1958 – THE TRNAVA GROUPS SURFACES

So, the apple trees were in blossom, although the thaw had been over.

The thaw had gone – yet, we were young, and paid little attention.

            After the Budapest Uprising had been suppressed in September 1956, it did not take much for the Central Committee of the Czechoslovak Communist Party to figure out that the indulgence had been a little too quick. It rushed to quash its willingness to tolerate artistic groups, and resumed to view groups with suspicion, as something treasonous that must be monitored and eradicated when the time is ripe.

As a result, the Trnava Group had been preparing to make its public appearance already in adversity, and the timing of its actual public appearance was even worse.

It was heading towards a catastrophe – and was bound not to miss.

The Group’s issue of MT 4/58 contained three program-like manifestos:

A Word on Poetry,  A Word on Children Literature,  A Word on Translation.

            It further included programmatic poems – Ondruš‘ Memory (Pamäť), Stacho‘s Early Morning’s Recollection Between Two Cigarettes (Ranná rozpomienka medzi dvoma cigaretami) Mihalkovič‘ I’ll Put Another One (Priložím) and Feldek‘s Play For Your Eyes of Blue (Hra pre tvoje modré oči).

            The New Voices rubrics was bringing Sloboda’s short story That House Was Entered by a Wide Gate (Do toho domu sa vchádzalo širokou bránou).

            And a number of other texts, articles, translations, glosses – the substantial ones have been named.

            The key issue on the agenda of that poetical manifesto was its refusal of ideologically-biased poetry, which a very slight and transparent euphemism for the refusal of Socialist Realism the Trnava Group wanted to replace with a sensual and concrete vision of the world. (Hence, critics later called the Group Konkretisti.)

            We considered this concreteness of senses a more reliable guarantee of truth than any idea that is all too easily spoiled by ideology. In addition to truth, we proclaimed the freedom of imagination, poetic devices and experiment. And when specifying our refusals, we did not hesitate to refer to some respectable names.

            Those respectable names were instrumental to the power that suppressed our efforts before they saw the light of day.

            The April issue of MT was never published. The Central Committee had its manuscript proofread by around 20 experts (most of them negative) – and, as a result, had the entire publication shut down. What did appear, was only a shell.

            Other kinds of discrimination ensued.

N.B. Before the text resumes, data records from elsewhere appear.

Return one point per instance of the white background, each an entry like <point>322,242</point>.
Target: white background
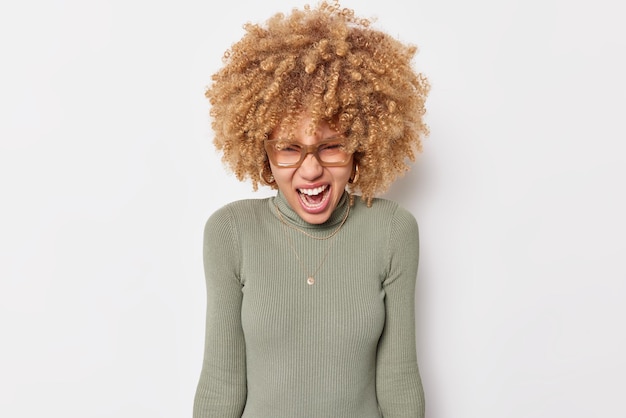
<point>107,175</point>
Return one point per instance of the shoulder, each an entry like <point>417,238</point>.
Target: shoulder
<point>237,215</point>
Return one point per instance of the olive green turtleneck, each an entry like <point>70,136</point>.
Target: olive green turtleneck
<point>277,347</point>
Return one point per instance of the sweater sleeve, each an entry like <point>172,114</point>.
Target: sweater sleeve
<point>398,384</point>
<point>221,390</point>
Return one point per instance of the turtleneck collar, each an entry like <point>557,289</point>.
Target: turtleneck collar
<point>293,218</point>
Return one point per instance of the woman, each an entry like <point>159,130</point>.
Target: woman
<point>310,294</point>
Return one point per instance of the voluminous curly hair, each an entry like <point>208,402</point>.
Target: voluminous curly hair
<point>338,69</point>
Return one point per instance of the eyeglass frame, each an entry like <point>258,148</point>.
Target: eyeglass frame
<point>304,151</point>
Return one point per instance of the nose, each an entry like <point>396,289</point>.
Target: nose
<point>310,169</point>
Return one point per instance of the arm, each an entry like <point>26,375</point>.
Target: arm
<point>398,383</point>
<point>222,389</point>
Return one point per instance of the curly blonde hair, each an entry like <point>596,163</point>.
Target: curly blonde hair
<point>338,69</point>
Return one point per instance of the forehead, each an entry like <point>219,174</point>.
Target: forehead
<point>304,131</point>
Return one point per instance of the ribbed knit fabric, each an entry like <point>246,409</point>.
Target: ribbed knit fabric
<point>277,347</point>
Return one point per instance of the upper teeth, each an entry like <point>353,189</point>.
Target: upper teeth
<point>313,192</point>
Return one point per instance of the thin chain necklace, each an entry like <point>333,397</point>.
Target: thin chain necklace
<point>282,219</point>
<point>310,280</point>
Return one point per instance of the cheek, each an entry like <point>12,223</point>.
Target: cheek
<point>342,174</point>
<point>282,176</point>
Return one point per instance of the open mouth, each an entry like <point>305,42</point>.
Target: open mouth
<point>314,200</point>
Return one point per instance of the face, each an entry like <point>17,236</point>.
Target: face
<point>312,191</point>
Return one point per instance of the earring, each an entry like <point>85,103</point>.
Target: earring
<point>355,175</point>
<point>267,178</point>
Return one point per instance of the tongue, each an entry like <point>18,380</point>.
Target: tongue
<point>314,200</point>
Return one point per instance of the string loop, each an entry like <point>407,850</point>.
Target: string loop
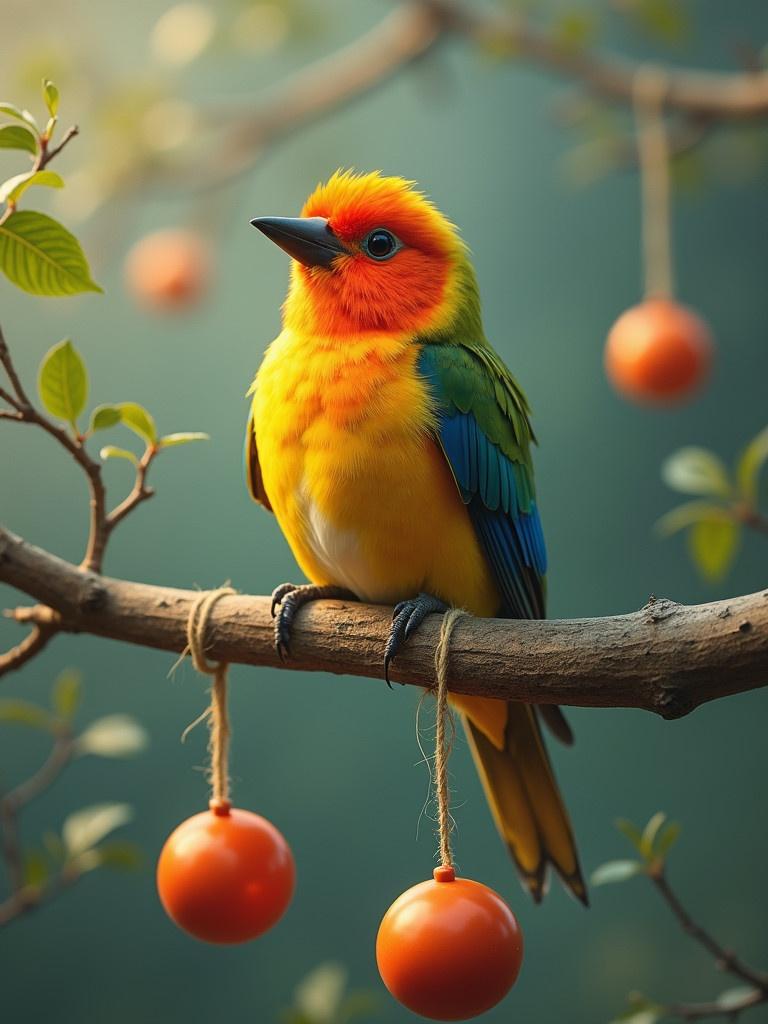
<point>218,718</point>
<point>443,735</point>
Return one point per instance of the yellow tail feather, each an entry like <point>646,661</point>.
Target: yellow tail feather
<point>522,793</point>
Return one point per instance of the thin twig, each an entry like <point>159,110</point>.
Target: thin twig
<point>724,958</point>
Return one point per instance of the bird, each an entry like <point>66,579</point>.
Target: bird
<point>394,448</point>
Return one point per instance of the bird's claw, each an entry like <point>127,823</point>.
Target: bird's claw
<point>289,598</point>
<point>407,617</point>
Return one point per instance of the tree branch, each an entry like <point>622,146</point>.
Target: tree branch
<point>666,658</point>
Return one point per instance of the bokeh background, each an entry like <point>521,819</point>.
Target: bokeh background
<point>332,760</point>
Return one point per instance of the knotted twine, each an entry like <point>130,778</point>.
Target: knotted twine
<point>443,736</point>
<point>216,714</point>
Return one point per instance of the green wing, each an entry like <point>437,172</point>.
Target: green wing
<point>484,431</point>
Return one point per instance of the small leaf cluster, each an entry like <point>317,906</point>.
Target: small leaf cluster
<point>37,253</point>
<point>323,997</point>
<point>64,386</point>
<point>725,501</point>
<point>79,847</point>
<point>651,843</point>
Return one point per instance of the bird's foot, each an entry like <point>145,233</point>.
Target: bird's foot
<point>407,617</point>
<point>289,597</point>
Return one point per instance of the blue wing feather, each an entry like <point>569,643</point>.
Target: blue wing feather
<point>496,492</point>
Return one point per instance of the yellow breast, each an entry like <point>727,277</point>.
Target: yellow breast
<point>363,494</point>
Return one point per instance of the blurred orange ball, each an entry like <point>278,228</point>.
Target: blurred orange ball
<point>170,269</point>
<point>225,876</point>
<point>449,948</point>
<point>658,352</point>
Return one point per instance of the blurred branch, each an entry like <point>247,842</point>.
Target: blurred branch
<point>666,658</point>
<point>415,28</point>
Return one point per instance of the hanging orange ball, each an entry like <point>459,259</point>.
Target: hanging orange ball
<point>170,269</point>
<point>449,948</point>
<point>225,875</point>
<point>658,352</point>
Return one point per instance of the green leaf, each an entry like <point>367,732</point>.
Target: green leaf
<point>320,993</point>
<point>11,111</point>
<point>85,828</point>
<point>35,869</point>
<point>17,137</point>
<point>732,998</point>
<point>103,417</point>
<point>630,829</point>
<point>750,464</point>
<point>67,691</point>
<point>688,514</point>
<point>649,835</point>
<point>119,856</point>
<point>12,189</point>
<point>40,256</point>
<point>25,713</point>
<point>696,471</point>
<point>112,452</point>
<point>170,440</point>
<point>64,382</point>
<point>50,96</point>
<point>113,736</point>
<point>713,546</point>
<point>667,839</point>
<point>615,870</point>
<point>138,420</point>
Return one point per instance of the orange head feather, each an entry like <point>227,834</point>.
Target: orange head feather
<point>414,288</point>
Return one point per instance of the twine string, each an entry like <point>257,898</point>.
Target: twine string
<point>216,714</point>
<point>444,733</point>
<point>649,93</point>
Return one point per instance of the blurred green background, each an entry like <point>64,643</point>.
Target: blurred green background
<point>334,761</point>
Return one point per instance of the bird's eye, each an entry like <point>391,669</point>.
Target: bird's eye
<point>380,244</point>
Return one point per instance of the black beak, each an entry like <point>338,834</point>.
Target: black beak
<point>308,240</point>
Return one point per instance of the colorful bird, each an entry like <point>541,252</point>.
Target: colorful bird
<point>393,446</point>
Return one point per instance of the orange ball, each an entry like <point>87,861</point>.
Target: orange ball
<point>169,269</point>
<point>449,948</point>
<point>658,351</point>
<point>225,875</point>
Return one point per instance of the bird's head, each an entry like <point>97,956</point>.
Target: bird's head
<point>372,253</point>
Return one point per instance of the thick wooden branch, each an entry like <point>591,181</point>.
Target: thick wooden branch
<point>667,657</point>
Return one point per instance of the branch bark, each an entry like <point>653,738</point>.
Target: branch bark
<point>666,658</point>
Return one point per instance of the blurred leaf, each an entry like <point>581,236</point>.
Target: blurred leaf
<point>318,995</point>
<point>649,835</point>
<point>50,96</point>
<point>688,514</point>
<point>40,256</point>
<point>750,464</point>
<point>103,417</point>
<point>170,440</point>
<point>664,19</point>
<point>732,998</point>
<point>118,856</point>
<point>696,471</point>
<point>615,870</point>
<point>113,736</point>
<point>17,137</point>
<point>24,713</point>
<point>67,692</point>
<point>138,420</point>
<point>12,189</point>
<point>713,546</point>
<point>667,839</point>
<point>85,828</point>
<point>64,382</point>
<point>113,452</point>
<point>630,829</point>
<point>35,869</point>
<point>574,30</point>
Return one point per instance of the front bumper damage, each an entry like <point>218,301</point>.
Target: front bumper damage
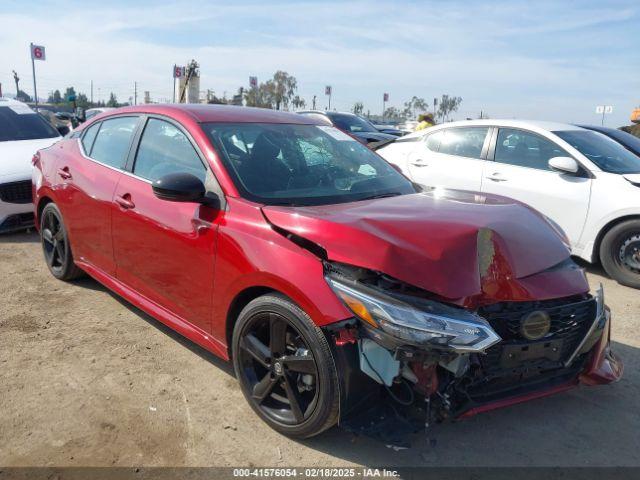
<point>445,385</point>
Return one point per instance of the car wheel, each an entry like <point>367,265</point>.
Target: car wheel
<point>285,368</point>
<point>55,244</point>
<point>620,253</point>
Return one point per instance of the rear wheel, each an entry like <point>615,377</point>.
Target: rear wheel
<point>620,253</point>
<point>55,244</point>
<point>285,367</point>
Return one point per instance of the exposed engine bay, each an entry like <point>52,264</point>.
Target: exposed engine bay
<point>433,361</point>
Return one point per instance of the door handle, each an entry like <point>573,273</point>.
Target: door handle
<point>64,173</point>
<point>125,201</point>
<point>497,177</point>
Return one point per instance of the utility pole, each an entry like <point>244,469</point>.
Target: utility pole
<point>33,70</point>
<point>17,80</point>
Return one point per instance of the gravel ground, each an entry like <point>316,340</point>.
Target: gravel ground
<point>88,380</point>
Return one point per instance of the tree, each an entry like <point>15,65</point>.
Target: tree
<point>392,113</point>
<point>23,96</point>
<point>298,102</point>
<point>261,96</point>
<point>278,92</point>
<point>113,101</point>
<point>82,101</point>
<point>414,107</point>
<point>284,87</point>
<point>55,97</point>
<point>448,105</point>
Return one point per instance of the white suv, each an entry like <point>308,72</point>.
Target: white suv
<point>22,133</point>
<point>584,181</point>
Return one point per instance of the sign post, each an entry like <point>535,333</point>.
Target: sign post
<point>37,53</point>
<point>604,109</point>
<point>385,99</point>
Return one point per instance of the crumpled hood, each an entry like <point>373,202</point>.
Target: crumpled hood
<point>465,247</point>
<point>15,156</point>
<point>633,178</point>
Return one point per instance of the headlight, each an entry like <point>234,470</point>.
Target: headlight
<point>427,323</point>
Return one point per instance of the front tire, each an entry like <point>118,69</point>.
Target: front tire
<point>285,368</point>
<point>55,244</point>
<point>620,253</point>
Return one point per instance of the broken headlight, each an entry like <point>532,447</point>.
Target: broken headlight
<point>418,322</point>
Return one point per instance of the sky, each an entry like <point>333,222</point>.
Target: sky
<point>544,60</point>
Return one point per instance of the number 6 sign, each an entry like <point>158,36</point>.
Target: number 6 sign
<point>37,52</point>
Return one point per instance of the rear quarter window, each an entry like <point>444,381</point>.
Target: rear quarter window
<point>113,140</point>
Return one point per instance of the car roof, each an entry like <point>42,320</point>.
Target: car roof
<point>328,113</point>
<point>5,102</point>
<point>598,128</point>
<point>513,123</point>
<point>220,113</point>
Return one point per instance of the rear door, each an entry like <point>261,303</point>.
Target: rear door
<point>520,170</point>
<point>450,158</point>
<point>165,250</point>
<point>88,177</point>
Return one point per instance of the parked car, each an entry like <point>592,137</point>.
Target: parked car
<point>92,112</point>
<point>628,141</point>
<point>280,243</point>
<point>22,133</point>
<point>354,125</point>
<point>585,182</point>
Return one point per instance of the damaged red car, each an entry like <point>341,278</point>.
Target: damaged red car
<point>334,284</point>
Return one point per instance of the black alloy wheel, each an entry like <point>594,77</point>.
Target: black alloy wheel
<point>55,244</point>
<point>285,367</point>
<point>620,253</point>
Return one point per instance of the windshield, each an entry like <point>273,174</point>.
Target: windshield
<point>351,123</point>
<point>22,123</point>
<point>282,164</point>
<point>630,141</point>
<point>606,153</point>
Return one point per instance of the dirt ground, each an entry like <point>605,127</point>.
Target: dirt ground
<point>88,380</point>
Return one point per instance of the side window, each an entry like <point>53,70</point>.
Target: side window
<point>112,142</point>
<point>89,137</point>
<point>164,149</point>
<point>433,141</point>
<point>464,142</point>
<point>525,149</point>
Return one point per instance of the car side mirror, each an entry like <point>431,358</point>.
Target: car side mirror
<point>182,187</point>
<point>63,130</point>
<point>564,164</point>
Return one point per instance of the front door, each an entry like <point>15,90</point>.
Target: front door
<point>450,158</point>
<point>89,178</point>
<point>520,170</point>
<point>166,250</point>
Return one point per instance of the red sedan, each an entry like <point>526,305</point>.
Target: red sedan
<point>330,280</point>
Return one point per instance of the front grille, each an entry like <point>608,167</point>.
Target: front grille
<point>16,192</point>
<point>18,221</point>
<point>495,375</point>
<point>568,316</point>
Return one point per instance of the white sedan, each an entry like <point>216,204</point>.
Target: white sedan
<point>585,182</point>
<point>22,133</point>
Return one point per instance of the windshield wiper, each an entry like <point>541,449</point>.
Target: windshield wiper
<point>382,195</point>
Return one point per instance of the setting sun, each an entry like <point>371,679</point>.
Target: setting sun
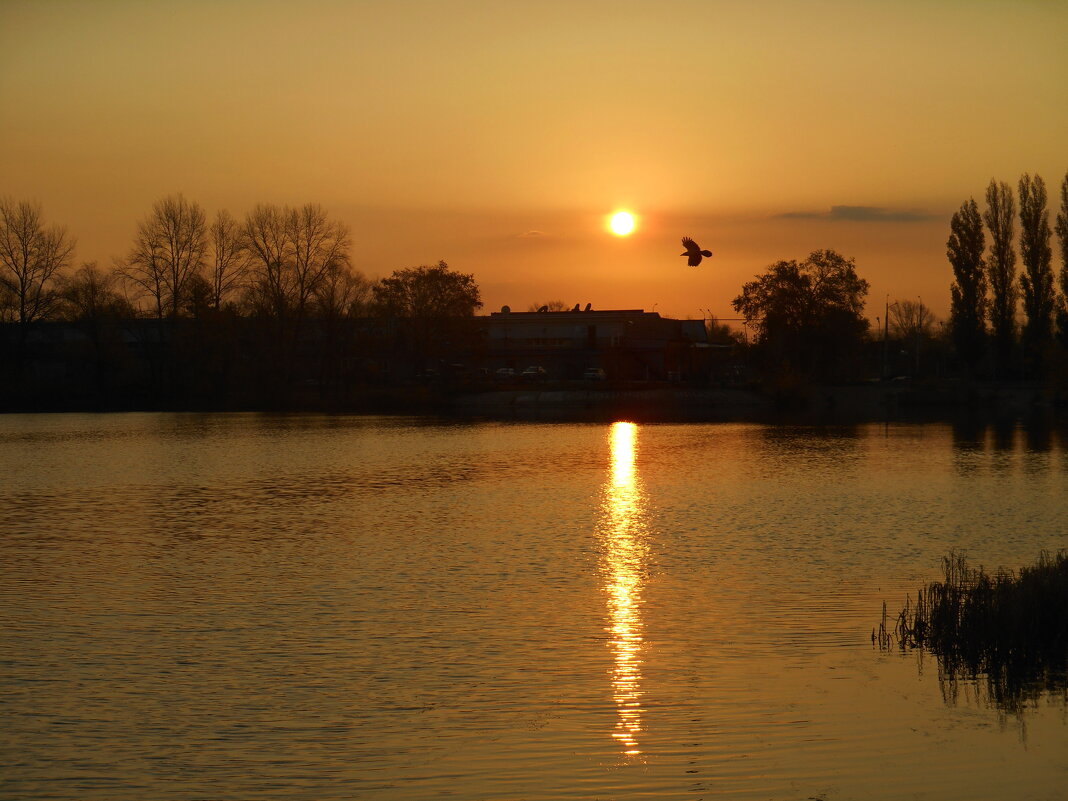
<point>622,223</point>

Including the loss of my job and forced acceptance of a new job as a manual worker.

The already forthcoming edition of my Play For Your Eyes of Blue was stopped – its 10,000 copies left the printing house and ended up in the dustbin in 1959.

Overall, the political climate got worse. The late 1950s in Slovakia saw another series of monstrous trials, including that of the treasonous Kauzál group and co., which involved the imprisonment of my father.

            In the arts, however, the bad always has its good side, too.

            The blow that was to strike the Trnava Group in its inception proved, in fact, to be reinforcing. The short time given to its birth became the time of its Big Bang, from which its universe developed.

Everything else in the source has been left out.